Phase 9: Rebuild, Upgrade, Installer Version, and Runtime Edge Audit Coverage (E2E audit-coverage) #4355

@jyaunches

Description

@jyaunches

Phase 9: Rebuild, Upgrade, Installer Version, and Runtime Edge Audit Coverage

Parent epic: #3588

Goal

Cover audited assertions for rebuild from old sandbox/image fixtures, upgrade of stale sandbox/gateway versions, installer version pin, runtime overrides, overlayfs autofix, Spark install, and runtime edge cases (root entrypoint, plugin runtime EXDEV).
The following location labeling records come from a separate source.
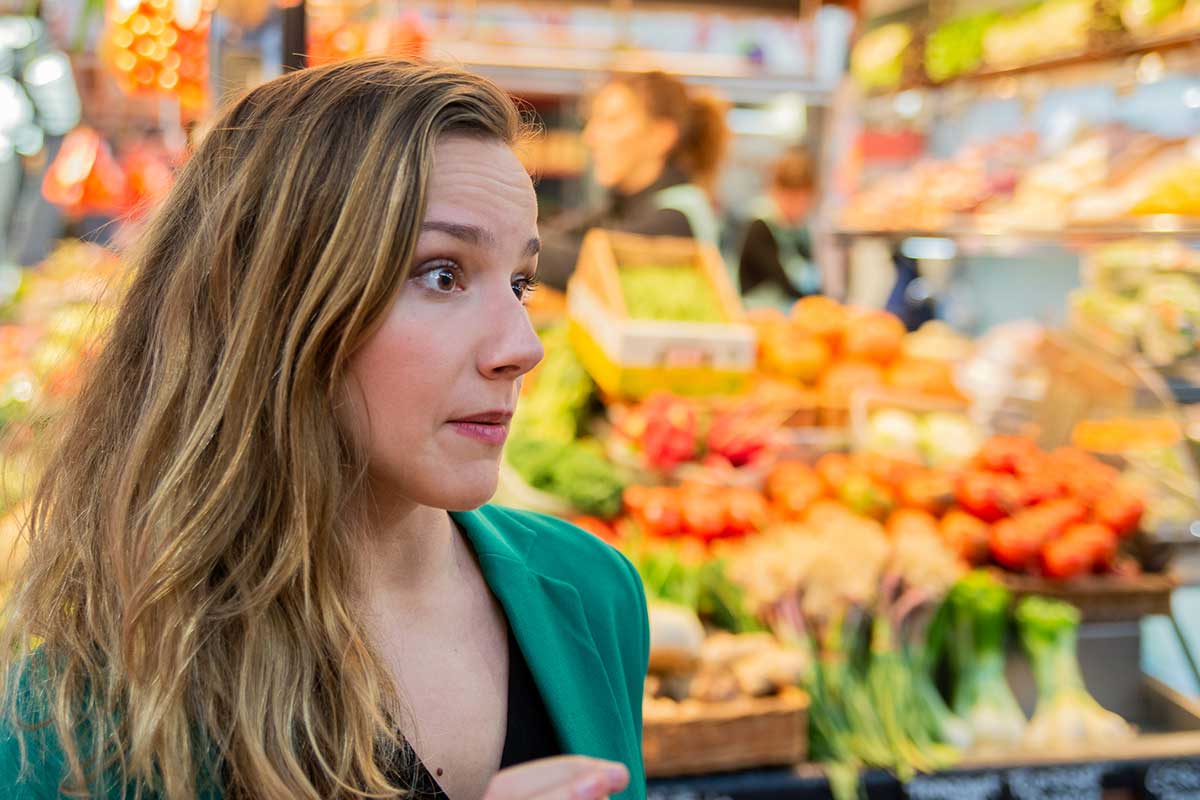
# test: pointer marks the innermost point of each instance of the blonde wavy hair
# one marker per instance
(192, 543)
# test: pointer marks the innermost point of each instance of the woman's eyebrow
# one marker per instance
(471, 234)
(475, 235)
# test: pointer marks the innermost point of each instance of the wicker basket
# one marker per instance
(724, 737)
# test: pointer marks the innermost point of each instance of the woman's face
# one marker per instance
(433, 390)
(627, 145)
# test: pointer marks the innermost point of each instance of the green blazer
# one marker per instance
(577, 609)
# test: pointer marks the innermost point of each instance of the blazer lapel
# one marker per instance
(550, 625)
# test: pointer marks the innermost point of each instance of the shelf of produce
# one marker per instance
(1102, 599)
(1141, 768)
(561, 71)
(1162, 763)
(971, 240)
(1121, 49)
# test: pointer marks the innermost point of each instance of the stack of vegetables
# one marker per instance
(841, 589)
(160, 47)
(1060, 515)
(667, 437)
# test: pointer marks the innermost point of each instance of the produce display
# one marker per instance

Rebuild rows are not satisfied by fresh-sandbox rebuild; installer rows must remain hermetic/setup-specific without product instance manifests; policy preservation must be asserted in registry, live gateway, and backup manifest.

Audit rows in scope

AQ Phase Legacy subject Required coverage Boundary Planned scenario/assertion Fixtures/actions
AQ-050 9 test-rebuild-openclaw.sh, test-rebuild-hermes.sh, test-sandbox-rebuild.sh Rebuild starts from old sandbox/image fixtures and preserves required state/config. durable state / sandbox rebuild assertions old image/sandbox fixture
AQ-051 9 test-upgrade-stale-sandbox.sh and test-openshell-gateway-upgrade.sh Upgrade handles stale sandbox/gateway versions and verifies reachable upgraded survivor. gateway / durable state upgrade assertions stale sandbox fixture
AQ-052 9 validation_suites/rebuild_upgrade/* State preserved, version upgraded, post-rebuild inference works, policy/Hermes config preserved. durable state / provider rebuild-upgrade suite assertions old image/action fixture
AQ-053 9 test-runtime-overrides.sh Runtime overrides affect expected setup/runtime behavior without polluting defaults. host CLI / sandbox runtime override assertions override fixture
AQ-054 9 test-overlayfs-autofix.sh Overlayfs autofix path is hermetic/setup-specific and reports expected repair behavior. host CLI / sandbox overlayfs assertions fake Docker/FS fixture
AQ-055 9 test-spark-install.sh Spark install path covers setup-specific installer behavior. host CLI spark install assertions fake installer fixture
AQ-056 9 test-hermes-root-entrypoint-smoke.sh and test-openclaw-plugin-runtime-exdev.sh Runtime edge checks validate root entrypoint and plugin runtime EXDEV behavior. agent runtime / sandbox runtime edge assertions runtime fixture

Required manifests to add

  • openclaw-nvidia-custom-policies-rebuild.yaml
  • hermes-nvidia-discord-rebuild.yaml
  • openclaw-nvidia-upgrade-stale.yaml
  • openshell-gateway-upgrade-survivor.yaml
  • No product manifest for OpenShell version pin — explicit no-manifest contract installer-openshell-version-pin
  • openclaw-nvidia-overlayfs-autofix.yaml
  • openclaw-build-plugin-runtime-exdev.yaml

Required fixtures / runtime actions

  • Old OpenClaw + Hermes base image fixtures
  • Temporary blueprint min-version mutation (with guaranteed restore)
  • Registry/session staging with old agent versions
  • Fake compatible endpoint for upgrade survivor
  • Old/current installer refs
  • macOS hermetic installer asset fixtures
  • Docker daemon mutation backup/restore
  • Patched cluster image fixture (overlayfs)
  • Temporary policy mutation for /dev and /dev/shm (with restore)
  • EXDEV repro source/destination fixture
  • Hermes root-entrypoint container smoke fixtures (only if static audit confirms presence)

Required assertions

Rebuild (AQ-050)

  • Preserves markers, policies, messaging config
  • Backup sanitization
  • Agent version changes from old to expected current

Upgrade (AQ-051, AQ-052)

  • Upgrade check reports stale before rebuild and up-to-date after rebuild
  • OpenShell gateway upgrade backs up/restores survivor and preserves marker/registry
  • Post-rebuild inference works
  • Policy and Hermes config preserved

Installer (AQ-051 cont.)

  • Installer replaces too-new OpenShell with pinned compatible version

Runtime edge / overrides (AQ-053, AQ-054, AQ-056)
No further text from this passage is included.